A Las Vegas Review-Journal investigation found that nearly 158,000 people have relocated to Nevada from California from 2020 though 2023, making up 43 percent of all new residents to the Silver State during the past four years, according to data from the Nevada Department of Motor Vehicles.
Large wealth gap in movers
The UNLV study found that the average income level of a California resident who did move to Nevada is approximately 93.1 percent higher than an in-state resident who bought a home in the same year. Irwin said this means California residents have supreme purchasing power when it comes to Nevada’s residential real estate market and can easily outbid them for homes.
“Given the large gap in wealth between recent arrivals and current Nevada residents, current residents may be outspent by recent arrivals, which may exacerbate statewide housing affordability and availability issues,” he said.
The median price for a house in Las Vegas currently sits at $433,975, according to Redfin, and the average home price in Los Angeles, the city that makes up most of the migrants to the valley is $1 million. The median Nevada household makes $76,364 while the median Californian household income is $91,905.
Las Vegas finds itself in the middle of a housing crisis as home prices are close to setting a new record high that was previously set in 2022. This has been compounded by a lack of land to develop as the federal government controls approximately 88 percent of the land in Clark County and has been slow to release it.
On top of this, is a macroeconomic climate that has created what analysts are calling a locking phenomenon where many homeowners got into the market when interest rates bottomed out at the start of the pandemic, but now can’t move because their mortgage payment would be too high.

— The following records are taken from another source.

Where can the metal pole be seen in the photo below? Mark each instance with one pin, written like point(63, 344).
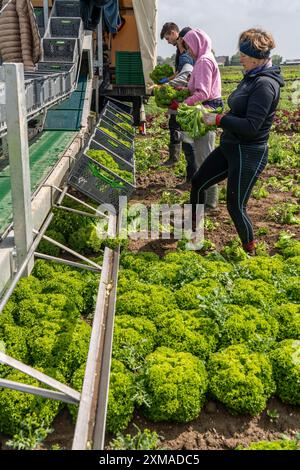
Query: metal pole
point(65, 261)
point(46, 13)
point(16, 118)
point(22, 268)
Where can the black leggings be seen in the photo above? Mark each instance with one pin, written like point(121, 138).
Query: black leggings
point(241, 165)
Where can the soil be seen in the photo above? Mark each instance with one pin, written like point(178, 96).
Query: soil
point(151, 187)
point(217, 429)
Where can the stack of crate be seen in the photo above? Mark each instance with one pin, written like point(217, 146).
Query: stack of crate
point(129, 68)
point(96, 180)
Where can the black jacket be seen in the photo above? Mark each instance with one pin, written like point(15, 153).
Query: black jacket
point(252, 107)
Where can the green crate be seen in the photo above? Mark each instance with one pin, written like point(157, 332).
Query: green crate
point(129, 68)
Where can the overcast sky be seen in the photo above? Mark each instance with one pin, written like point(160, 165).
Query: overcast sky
point(223, 20)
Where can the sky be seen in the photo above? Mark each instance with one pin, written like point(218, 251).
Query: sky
point(224, 20)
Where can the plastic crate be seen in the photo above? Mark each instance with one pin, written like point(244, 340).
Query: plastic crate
point(39, 14)
point(42, 88)
point(30, 95)
point(74, 102)
point(113, 145)
point(42, 31)
point(99, 183)
point(69, 68)
point(121, 107)
point(106, 124)
point(65, 27)
point(56, 85)
point(125, 135)
point(66, 8)
point(129, 68)
point(63, 120)
point(116, 121)
point(116, 117)
point(60, 50)
point(123, 164)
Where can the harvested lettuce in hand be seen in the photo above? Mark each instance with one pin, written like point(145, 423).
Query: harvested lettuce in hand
point(165, 94)
point(191, 121)
point(161, 71)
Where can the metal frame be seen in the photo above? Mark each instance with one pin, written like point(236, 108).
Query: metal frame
point(96, 380)
point(90, 425)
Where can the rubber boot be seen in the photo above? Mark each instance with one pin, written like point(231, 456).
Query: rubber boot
point(250, 247)
point(174, 155)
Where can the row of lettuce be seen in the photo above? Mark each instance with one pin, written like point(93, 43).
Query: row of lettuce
point(47, 322)
point(190, 328)
point(187, 328)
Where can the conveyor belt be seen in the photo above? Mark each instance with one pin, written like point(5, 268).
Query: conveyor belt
point(44, 152)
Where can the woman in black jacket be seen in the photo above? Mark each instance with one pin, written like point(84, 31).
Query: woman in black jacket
point(243, 151)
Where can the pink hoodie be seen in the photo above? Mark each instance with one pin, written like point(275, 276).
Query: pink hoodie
point(205, 81)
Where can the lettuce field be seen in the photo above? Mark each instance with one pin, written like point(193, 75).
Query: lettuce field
point(206, 346)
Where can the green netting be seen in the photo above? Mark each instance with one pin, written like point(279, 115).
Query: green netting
point(63, 119)
point(44, 153)
point(67, 115)
point(75, 102)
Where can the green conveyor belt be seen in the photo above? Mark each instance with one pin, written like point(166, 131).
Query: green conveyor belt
point(44, 153)
point(67, 116)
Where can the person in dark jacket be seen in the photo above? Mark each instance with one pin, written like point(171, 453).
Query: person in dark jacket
point(90, 11)
point(243, 151)
point(170, 32)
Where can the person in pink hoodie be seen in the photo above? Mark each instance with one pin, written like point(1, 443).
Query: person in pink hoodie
point(205, 87)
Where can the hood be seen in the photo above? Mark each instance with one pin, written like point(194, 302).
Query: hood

“I would say probably the single biggest factor that’s impacting everything and the housing market in general is high interest rates,” Irwin said. “We have a lot of people right now who have that classic housing misallocation, we have a lot of folks who would like to move, maybe their family circumstances have changed or they want a bigger house or smaller house but they just can’t move because they would end up paying an extra $1,000 a month. Nobody wants to give up a 2.5 (mortgage) interest rate for say 6.5.”
The valley’s housing market has seen a flood of new listings coming onto the market as it leads the country regarding that metric, however this has not translated into higher sales as prices remain elevated and homes are sitting without offers.